Speaking at the Release and receipt Site of the animals from six containers in the Liwonde National Park in Machinga, Minister of Natural Resource Energy and Mining and Mining Binton Kutsaira said the coming in of the animals was a clear testimony of the existing cordial diplomatic relationship that continues to flourish between the two countries.
He hailed African Parks for facilitating translocation of the animals in live state into Malawi from South Africa by air which he said was no mean achievement.
Kutsaira also commended the Department of National Parks and Wildlife and African Parks for its tireless efforts in strengthening the relationship that continues to exist between the department and African Parks in the sustainable management of wildlife in game reserves and national parks as this is one way of promoting tourism in Malawi.
He then strongly warned poachers against any malpractices saying the long arm of the law will catch up with them and where possible others losing their dear lives in the process.
Speaking at the same Site, African Parks manager for Malawi Craig Reid, thanked the government of Malawi for according his organization full support in the management of all wildlife reserves of Majete, Liwonde and Nkhotakota.
He also commended governments of South Africa and Malawi for their continued passion for providing safety nets and promotion of wildlife through wildlife conservation.
The translocation exercise was carried out in conjunction with WWF South Africa, Malawi’s Department of National Parks and Wildlife (DNPW), and Ezemvelo KZN Wildlife.

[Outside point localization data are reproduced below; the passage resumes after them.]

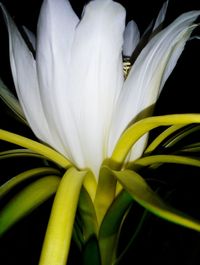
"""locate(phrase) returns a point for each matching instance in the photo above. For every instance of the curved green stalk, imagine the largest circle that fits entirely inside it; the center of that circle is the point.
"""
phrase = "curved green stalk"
(36, 147)
(160, 159)
(59, 231)
(11, 183)
(141, 192)
(161, 137)
(27, 200)
(138, 129)
(105, 194)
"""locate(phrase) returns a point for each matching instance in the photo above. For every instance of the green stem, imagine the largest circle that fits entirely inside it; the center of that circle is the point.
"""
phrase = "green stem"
(59, 231)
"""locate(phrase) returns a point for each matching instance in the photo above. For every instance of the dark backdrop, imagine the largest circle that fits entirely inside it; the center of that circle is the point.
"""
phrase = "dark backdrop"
(159, 242)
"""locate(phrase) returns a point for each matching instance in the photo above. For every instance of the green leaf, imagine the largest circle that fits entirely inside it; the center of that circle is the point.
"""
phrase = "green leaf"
(11, 101)
(161, 137)
(181, 135)
(35, 147)
(110, 227)
(91, 253)
(11, 183)
(27, 200)
(145, 196)
(59, 231)
(160, 159)
(138, 129)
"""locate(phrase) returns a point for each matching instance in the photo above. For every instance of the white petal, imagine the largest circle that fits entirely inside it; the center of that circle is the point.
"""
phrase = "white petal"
(149, 73)
(55, 33)
(31, 37)
(25, 80)
(161, 15)
(131, 38)
(97, 75)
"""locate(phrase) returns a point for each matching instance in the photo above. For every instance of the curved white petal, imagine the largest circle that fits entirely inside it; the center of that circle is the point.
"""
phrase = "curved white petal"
(131, 38)
(161, 15)
(96, 75)
(55, 33)
(25, 80)
(31, 37)
(149, 73)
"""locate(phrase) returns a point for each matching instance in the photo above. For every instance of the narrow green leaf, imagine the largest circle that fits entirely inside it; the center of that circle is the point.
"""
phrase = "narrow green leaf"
(145, 196)
(160, 159)
(191, 148)
(27, 200)
(138, 129)
(91, 253)
(161, 137)
(181, 135)
(11, 101)
(110, 227)
(11, 183)
(59, 231)
(35, 147)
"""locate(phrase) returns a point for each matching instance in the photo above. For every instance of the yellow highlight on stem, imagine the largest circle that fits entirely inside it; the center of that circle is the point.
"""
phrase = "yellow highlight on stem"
(59, 231)
(138, 129)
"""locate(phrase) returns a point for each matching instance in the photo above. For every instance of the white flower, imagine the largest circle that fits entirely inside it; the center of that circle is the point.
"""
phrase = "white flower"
(73, 93)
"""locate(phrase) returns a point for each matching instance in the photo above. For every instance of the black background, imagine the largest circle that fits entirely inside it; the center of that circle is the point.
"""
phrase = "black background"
(160, 242)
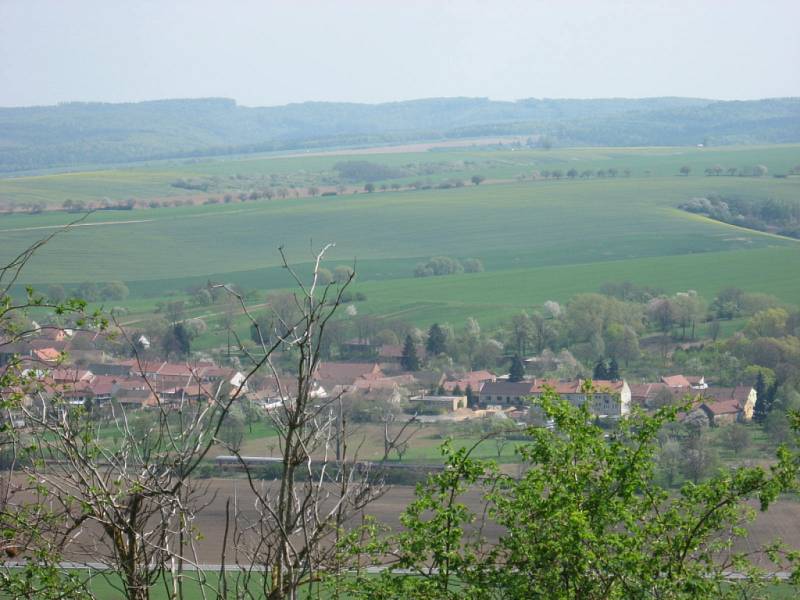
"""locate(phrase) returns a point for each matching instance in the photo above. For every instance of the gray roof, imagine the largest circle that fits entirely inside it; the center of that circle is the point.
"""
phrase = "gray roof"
(507, 388)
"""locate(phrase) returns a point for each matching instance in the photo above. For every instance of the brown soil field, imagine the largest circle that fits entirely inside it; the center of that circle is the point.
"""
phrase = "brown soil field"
(781, 521)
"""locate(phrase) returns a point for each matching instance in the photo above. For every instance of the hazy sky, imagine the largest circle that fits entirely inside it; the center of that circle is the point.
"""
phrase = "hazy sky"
(267, 53)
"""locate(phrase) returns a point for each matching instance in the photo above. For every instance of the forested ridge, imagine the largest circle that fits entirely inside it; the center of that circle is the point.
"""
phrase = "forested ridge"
(74, 134)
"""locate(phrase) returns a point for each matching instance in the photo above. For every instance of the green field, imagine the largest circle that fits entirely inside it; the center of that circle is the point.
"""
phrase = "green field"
(538, 240)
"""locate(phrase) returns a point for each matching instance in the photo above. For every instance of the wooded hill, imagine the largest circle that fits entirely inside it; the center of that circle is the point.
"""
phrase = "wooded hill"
(74, 134)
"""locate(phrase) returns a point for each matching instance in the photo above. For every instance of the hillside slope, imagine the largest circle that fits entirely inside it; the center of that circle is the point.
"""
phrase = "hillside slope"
(73, 134)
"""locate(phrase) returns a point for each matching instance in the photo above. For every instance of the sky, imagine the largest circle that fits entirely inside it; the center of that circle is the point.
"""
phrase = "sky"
(266, 53)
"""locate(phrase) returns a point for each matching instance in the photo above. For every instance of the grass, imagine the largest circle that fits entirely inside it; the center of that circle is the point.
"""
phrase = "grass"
(538, 240)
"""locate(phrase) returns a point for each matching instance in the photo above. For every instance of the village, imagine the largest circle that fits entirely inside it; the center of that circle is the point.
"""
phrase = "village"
(67, 367)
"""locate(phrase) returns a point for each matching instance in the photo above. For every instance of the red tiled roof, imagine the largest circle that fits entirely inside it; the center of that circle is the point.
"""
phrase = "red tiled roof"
(723, 407)
(676, 381)
(71, 374)
(345, 373)
(740, 393)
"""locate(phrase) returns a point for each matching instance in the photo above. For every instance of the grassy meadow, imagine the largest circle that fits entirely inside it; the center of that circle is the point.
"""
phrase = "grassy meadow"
(537, 239)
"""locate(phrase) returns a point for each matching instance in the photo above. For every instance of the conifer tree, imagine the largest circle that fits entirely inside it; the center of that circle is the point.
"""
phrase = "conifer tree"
(437, 339)
(760, 409)
(613, 370)
(600, 371)
(517, 372)
(409, 361)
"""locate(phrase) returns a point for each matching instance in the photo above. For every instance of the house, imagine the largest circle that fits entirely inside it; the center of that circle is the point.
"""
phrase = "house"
(505, 393)
(331, 374)
(393, 353)
(728, 405)
(608, 398)
(135, 399)
(440, 403)
(694, 382)
(474, 380)
(643, 394)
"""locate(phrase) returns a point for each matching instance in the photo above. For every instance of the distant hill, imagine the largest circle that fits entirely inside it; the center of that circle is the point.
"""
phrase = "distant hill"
(75, 134)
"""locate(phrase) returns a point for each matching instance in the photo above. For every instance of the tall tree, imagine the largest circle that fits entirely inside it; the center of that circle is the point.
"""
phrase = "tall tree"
(600, 371)
(517, 372)
(409, 360)
(613, 370)
(760, 409)
(437, 340)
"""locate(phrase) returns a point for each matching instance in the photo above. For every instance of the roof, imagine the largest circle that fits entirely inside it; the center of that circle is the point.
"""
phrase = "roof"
(395, 351)
(576, 386)
(722, 407)
(71, 374)
(676, 381)
(643, 391)
(345, 372)
(47, 354)
(508, 388)
(740, 393)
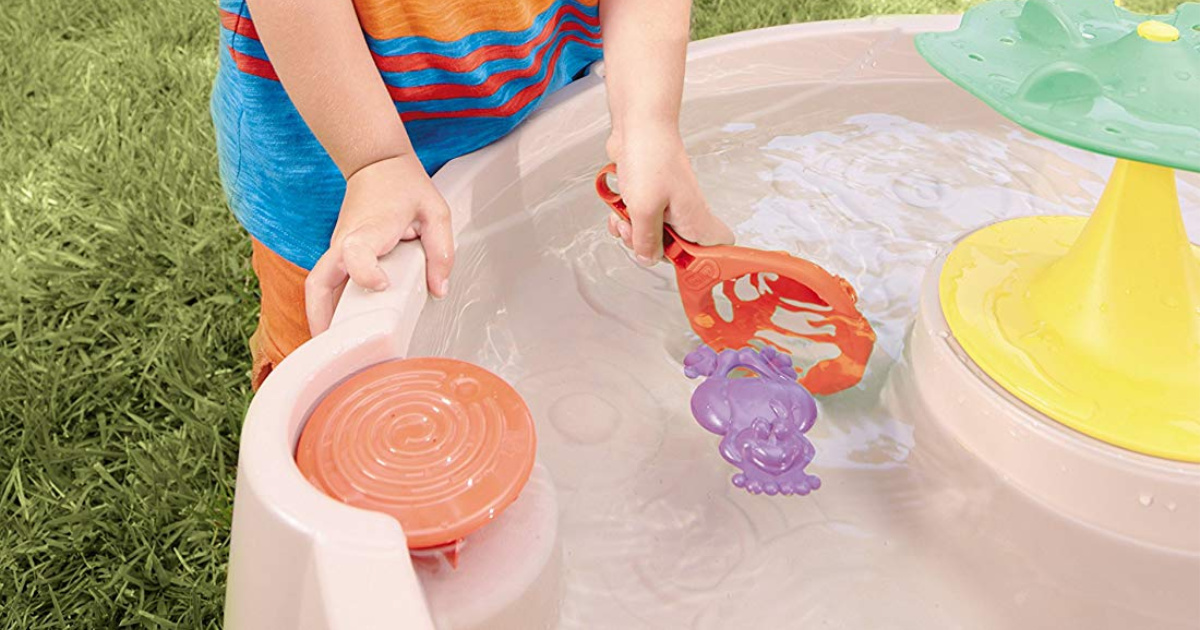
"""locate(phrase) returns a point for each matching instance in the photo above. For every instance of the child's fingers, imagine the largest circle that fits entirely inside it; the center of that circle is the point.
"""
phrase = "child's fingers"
(693, 220)
(647, 234)
(437, 240)
(613, 229)
(322, 289)
(360, 252)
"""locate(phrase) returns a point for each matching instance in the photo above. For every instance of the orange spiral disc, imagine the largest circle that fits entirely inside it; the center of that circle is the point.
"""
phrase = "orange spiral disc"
(442, 445)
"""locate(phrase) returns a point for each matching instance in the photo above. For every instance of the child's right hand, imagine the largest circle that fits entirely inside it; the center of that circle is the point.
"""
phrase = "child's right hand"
(387, 202)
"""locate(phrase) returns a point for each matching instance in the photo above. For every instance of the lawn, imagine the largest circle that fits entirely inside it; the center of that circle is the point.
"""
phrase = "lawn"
(126, 300)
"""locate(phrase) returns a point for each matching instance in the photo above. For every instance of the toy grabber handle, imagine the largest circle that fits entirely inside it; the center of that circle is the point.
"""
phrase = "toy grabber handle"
(671, 241)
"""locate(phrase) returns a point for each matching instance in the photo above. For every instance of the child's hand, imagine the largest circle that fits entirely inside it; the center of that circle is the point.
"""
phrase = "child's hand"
(385, 203)
(658, 186)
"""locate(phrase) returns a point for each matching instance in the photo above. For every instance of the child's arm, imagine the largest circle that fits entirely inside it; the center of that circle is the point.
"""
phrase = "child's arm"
(321, 55)
(645, 49)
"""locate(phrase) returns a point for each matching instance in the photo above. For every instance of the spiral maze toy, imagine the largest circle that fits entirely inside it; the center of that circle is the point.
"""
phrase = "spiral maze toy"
(441, 445)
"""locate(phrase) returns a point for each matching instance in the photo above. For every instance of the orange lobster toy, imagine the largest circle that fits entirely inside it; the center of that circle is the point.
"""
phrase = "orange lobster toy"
(787, 289)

The rhinos were quarantined in KwaZulu Natal, South Africa, for six weeks before being flown to Lilongwe, and were driven over eight hours to their new home – Liwonde National Park – where they were all released yesterday.
According to African Parks Chief Executive Officer Peter Fearnhead, the aim of the translocation is to bolster Malawi’s existing rhino populations and to support regional efforts to conserve this critically endangered species.
“We are also moving two of Liwonde’s existing rhinos to Majete Wildlife Reserve today, as well as moving another rhino from Majete to Liwonde, all in an effort to improve genetic diversity in these two parks and create a healthy population of rhinos for Malawi,” Fearnhead said.
He added that there are fewer than 5,500 black rhinos remaining in the wild hence translocations to well-protected areas are essential in providing for their long-term survival.
“This is an extremely hopeful endeavor for rhinos, where we are able to go to extreme efforts to supplement secure rhino populations,” he said.
To protect the animals, African Parks has taken extensive measures including aerial surveillance, daily ranger patrols and the integration of the most advanced technology to enable their live-time tracking.
Each rhino has been fitted with a new GPS sensor device provided by Smart Parks, allowing teams to accurately monitor their activity and location 24 hours a day.
The coming in of the 17 rhinos from South Africa follows an MOU signing ceremony between the two governments on collaboration, management and protection of animals.